Hello all, brand new on the forum, please bear with me.
I have recently migrated all of my Parallel Studio XE Fortran projects from the 2017 (17.0.1675.2) version to the 2020 initial release (19.1.1555.0) version. I have also (by necessity since 19.0 Update 2) migrated from the MS Visual Studio 2013 Shell to the full Visual Studio 2017 Community version.
The Intel Fortran interface successfully installs in VS 2017, and existing projects will open correctly. The problem I'm having is that when I try to re-build an existing DLL project from scratch in the new VS environment, I get a linker error:
"MSVCRTD.lib(exe_winmain.obj) : error LNK2019: unresolved external symbol WinMain referenced in function "int __cdecl invoke_main(void)" (?invoke_main@@YAHXZ)"
From a cursory investigation online, I'm gathering that this error indicates that VS doesn't seem to realize that this is a DLL, and it's looking for an entry point (i.e., a Program statement) somewhere in the source code.

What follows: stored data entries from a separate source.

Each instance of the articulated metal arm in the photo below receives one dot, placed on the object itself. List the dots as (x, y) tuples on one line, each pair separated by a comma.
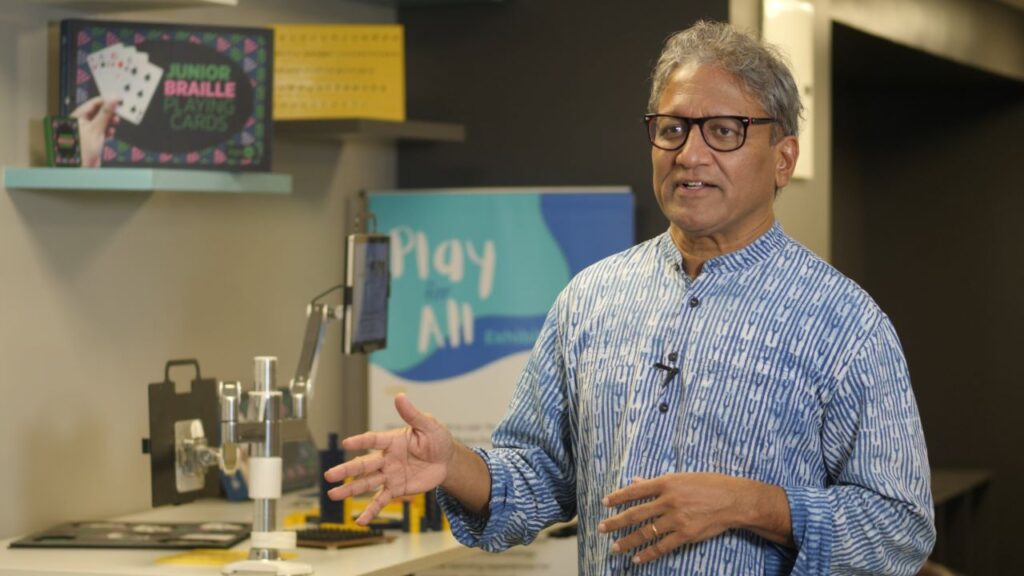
[(318, 317)]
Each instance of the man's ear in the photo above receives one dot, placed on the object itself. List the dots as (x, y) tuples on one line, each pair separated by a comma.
[(786, 153)]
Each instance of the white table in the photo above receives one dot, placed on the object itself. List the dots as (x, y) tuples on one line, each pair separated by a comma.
[(409, 553)]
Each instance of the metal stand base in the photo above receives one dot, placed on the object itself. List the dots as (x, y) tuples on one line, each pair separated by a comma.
[(279, 567)]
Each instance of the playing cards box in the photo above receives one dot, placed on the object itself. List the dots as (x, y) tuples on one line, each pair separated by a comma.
[(189, 96)]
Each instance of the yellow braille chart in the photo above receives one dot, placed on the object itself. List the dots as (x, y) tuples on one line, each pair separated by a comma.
[(339, 71)]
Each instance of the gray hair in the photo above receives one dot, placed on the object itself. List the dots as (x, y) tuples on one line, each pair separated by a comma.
[(760, 67)]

However, the project was explicitly identified as a Fortran DLL when it was created, and indeed, the Configuration Properties page shows the Configuration Type as Dynamic-Link Library, and the Target Extension as .dll.
I then opened the projects simultaneously in VS 2013 Shell and VS 2017 Community, and laboriously marched through all of the configuration settings to make sure they matched, which they did, except for one inexplicable difference: in the VS 2013 Shell, the Linker Command Line shows the /DLL option set, whereas in VS 2017, this option is missing! Moreover, when I manually add the /DLL option to the VS 2017 command line (via the Additional Options box), the DLL compiles and builds just fine!

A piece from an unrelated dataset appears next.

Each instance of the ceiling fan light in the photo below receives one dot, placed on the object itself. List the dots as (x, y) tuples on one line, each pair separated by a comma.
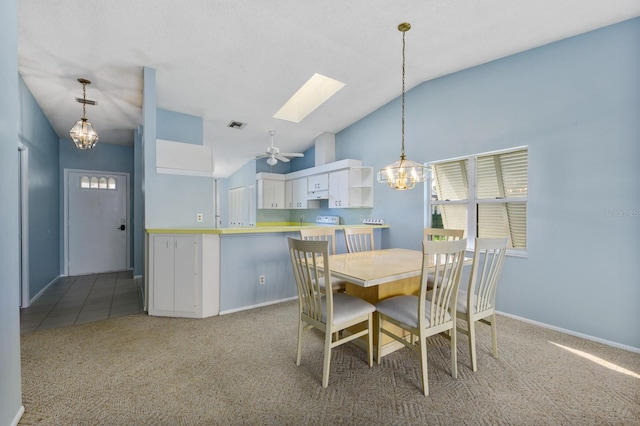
[(83, 134)]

My understanding was that a Configuration Type of Dynamic-Link Library would automatically invoke the /DLL option in the VS Linker command line... it certainly did so in the VS 2013 Shell. Any ideas as to why this manual intervention is necessary, and/or how to get set up so that it isn't necessary?
Thanks for any info!
Interesting. Your two x64 configurations were missing 'LinkDLL="true"' in the VFLinkerTool lines. I don't know if there's a way to change this in Visual Studio - it should have been propagated automatically when you created the x64 configurations. When I try this with a new project, it works as it should.
I hand-edited the ,vfproj to fix this - try this one.

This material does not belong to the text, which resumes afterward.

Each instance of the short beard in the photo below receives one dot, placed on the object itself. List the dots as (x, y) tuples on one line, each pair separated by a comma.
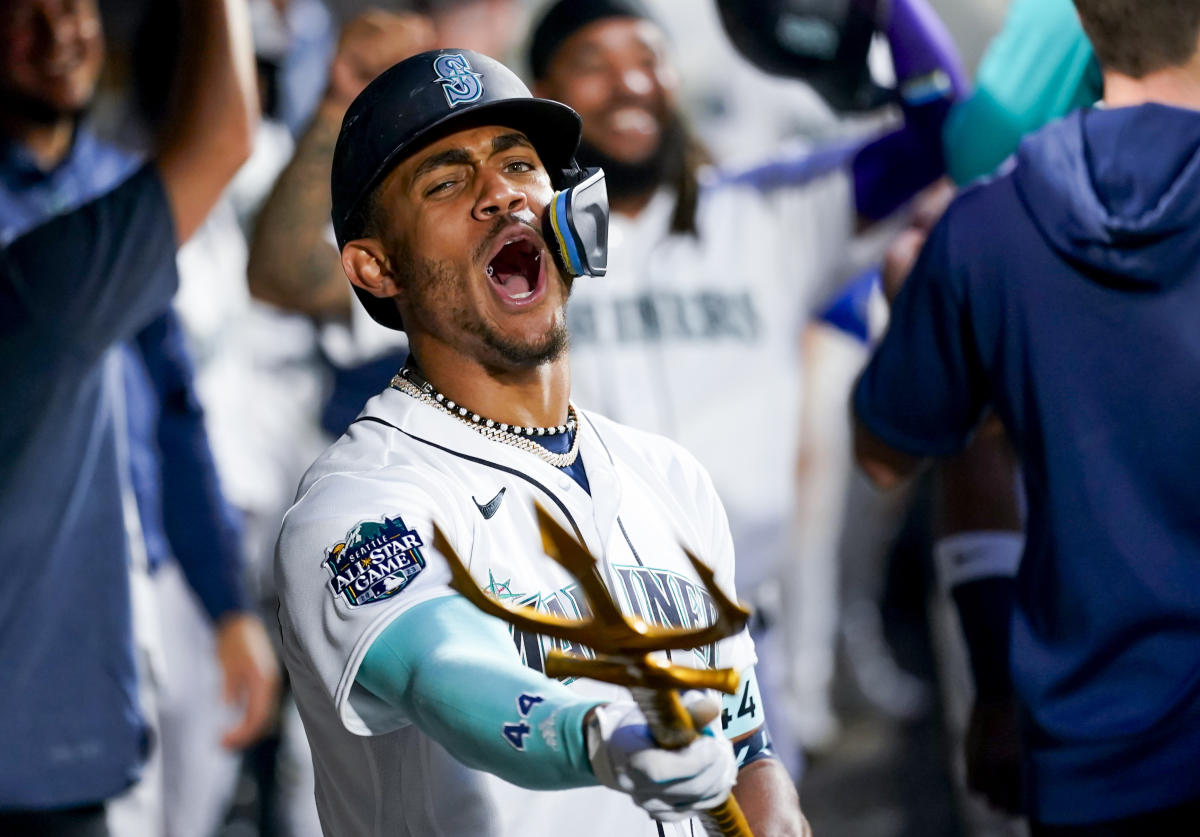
[(635, 180), (427, 279)]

When I open your hand-edited .vfproj file in VS2017, it properly shows the /DLL option invoked in the linker command line, and the DLL compiles and builds with no problems, just as it does when I manually enter /DLL via the Additional Options box.
I compared your hand-edited version of the .vfproj file with the corresponding one created using the VS2013 Shell, and the latter already contained the LinkDLL="true" statements in exactly the places you had inserted them manually!
So, of the two potential workarounds here, i.e., (1) manually edit the .vfproj file, or, (2) add "/DLL" in the Additional Options box, I guess I'm leaning towards the latter, with still no clue as to why either should be necessary.
I'm starting to think this issue may be more on the Visual Studio side than the Intel Fortran side, but I'm loathe to wade into the VS forum, where I'd be even more hopelessly naive than here.
I should note that I did perform a custom install of VS2017, which was pretty bare bones... I did retain all of the modules required for Intel Fortran integration, but I can't rule out that I left something out that I shouldn't have. I can provide the VS2017 install command I used if that might lend any clues. Thanks for your assistance-
I don't think that it was a missing component, but to be honest I have no idea how this happened as I have never heard of it before. You should not have to manually edit the .vfproj.